I’m reminded of Greg ‘Pappy’ Boyington’s autobiography Baa Baa Black Sheep. He describes the AVG pilots’ covert crossing of the Pacific literally on a ‘slow boat to China’. Poker was a popular passtime. One passenger, a Swede, kept losing every hand. He was laughing. When asked why, when he was losing so much money, he was laughing, the Swede said, ‘I have to laugh; otherwise I’d be crying.’
After reading the quote, I feel like the Swede.
I hope that whomever holds the Oval Office next at least has some idea of what to do. Otherwise, we’re doomed.
He’s got another year and a half left - you think we’re not already doomed?
He’s got another year and a half left - you think we’re not already doomed?
I’m cautiously optimistic that it will still be possible to pull our shit out of the fire by then. Otherwise, what’s the point in living?

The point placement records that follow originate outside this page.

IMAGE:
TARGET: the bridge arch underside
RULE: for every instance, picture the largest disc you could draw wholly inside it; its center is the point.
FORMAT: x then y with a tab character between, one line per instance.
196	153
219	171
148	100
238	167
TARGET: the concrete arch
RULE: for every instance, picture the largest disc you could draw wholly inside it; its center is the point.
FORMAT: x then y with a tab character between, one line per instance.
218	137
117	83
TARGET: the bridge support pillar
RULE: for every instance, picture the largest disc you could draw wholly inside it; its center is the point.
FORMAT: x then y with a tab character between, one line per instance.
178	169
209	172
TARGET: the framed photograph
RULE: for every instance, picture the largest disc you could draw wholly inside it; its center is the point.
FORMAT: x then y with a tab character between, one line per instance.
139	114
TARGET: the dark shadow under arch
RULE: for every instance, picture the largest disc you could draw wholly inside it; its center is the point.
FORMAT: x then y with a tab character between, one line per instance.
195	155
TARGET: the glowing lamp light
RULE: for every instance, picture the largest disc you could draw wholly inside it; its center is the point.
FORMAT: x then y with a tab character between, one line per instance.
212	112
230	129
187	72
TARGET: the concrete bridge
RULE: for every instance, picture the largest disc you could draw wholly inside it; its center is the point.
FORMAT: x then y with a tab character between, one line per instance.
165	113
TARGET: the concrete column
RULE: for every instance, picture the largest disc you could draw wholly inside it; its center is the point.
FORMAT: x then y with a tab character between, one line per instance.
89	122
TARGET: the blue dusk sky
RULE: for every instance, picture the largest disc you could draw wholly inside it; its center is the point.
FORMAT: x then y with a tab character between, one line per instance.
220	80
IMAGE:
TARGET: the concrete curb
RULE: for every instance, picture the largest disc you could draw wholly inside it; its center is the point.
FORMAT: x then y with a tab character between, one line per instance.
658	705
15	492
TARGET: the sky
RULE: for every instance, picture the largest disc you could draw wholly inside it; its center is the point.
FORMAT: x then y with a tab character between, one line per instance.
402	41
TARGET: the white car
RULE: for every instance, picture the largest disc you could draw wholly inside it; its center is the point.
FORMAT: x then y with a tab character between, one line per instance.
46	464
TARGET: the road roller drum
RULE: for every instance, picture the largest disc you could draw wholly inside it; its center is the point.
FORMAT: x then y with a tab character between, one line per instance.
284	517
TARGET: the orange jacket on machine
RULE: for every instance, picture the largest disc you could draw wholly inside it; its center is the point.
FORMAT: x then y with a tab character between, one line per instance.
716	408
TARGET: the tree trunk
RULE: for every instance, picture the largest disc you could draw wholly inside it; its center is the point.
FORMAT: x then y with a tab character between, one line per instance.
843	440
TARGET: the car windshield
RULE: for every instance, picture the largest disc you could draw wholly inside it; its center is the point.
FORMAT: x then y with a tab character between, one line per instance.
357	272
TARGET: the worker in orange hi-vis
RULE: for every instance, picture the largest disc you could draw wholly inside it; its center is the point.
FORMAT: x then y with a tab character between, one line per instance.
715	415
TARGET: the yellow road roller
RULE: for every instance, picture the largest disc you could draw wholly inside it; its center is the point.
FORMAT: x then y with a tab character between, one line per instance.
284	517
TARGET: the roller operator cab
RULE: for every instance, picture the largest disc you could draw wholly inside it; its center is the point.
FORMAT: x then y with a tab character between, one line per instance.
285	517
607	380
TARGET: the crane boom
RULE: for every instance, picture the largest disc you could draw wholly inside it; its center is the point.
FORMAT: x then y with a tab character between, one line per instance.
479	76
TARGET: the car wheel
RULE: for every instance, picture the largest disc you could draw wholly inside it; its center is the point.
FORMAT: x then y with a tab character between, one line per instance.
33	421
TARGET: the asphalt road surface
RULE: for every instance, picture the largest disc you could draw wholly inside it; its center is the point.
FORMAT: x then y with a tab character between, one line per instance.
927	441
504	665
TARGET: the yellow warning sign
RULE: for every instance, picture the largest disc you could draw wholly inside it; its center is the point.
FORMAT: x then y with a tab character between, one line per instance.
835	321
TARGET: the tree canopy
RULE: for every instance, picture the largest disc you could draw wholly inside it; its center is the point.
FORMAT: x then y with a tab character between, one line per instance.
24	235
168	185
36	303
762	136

I’ve seen this referred to as “The Green Lantern Theory of foreign policy”. Seems apt.
And it would have worked too if not for all that yellow sand in the Middle East.
And it would have worked too if not for all that yellow sand in the Middle East.
And those meddling kids! Don’t forget about them!
I’m cautiously optimistic that it will still be possible to pull our shit out of the fire by then. Otherwise, what’s the point in living?
Well, you might get laid or something …
Some “get laid”, a whole lot of “or something”.
Am I wrong in thinking that Bush is praying for another 9-11 to get him out of his current mess?
Am I wrong in thinking that Bush is praying for another 9-11 to get him out of his current mess?
I doubt he is, it would kinda kill his ‘fight them there instead of here’ talking point.
Am I wrong in thinking that Bush is praying for another 9-11 to get him out of his current mess?
Considering how much credit he claimed in the latest SOTU address for preventing further terrorist attacks on U.S. soil . . . nah. You’re probably right, more’s the pity.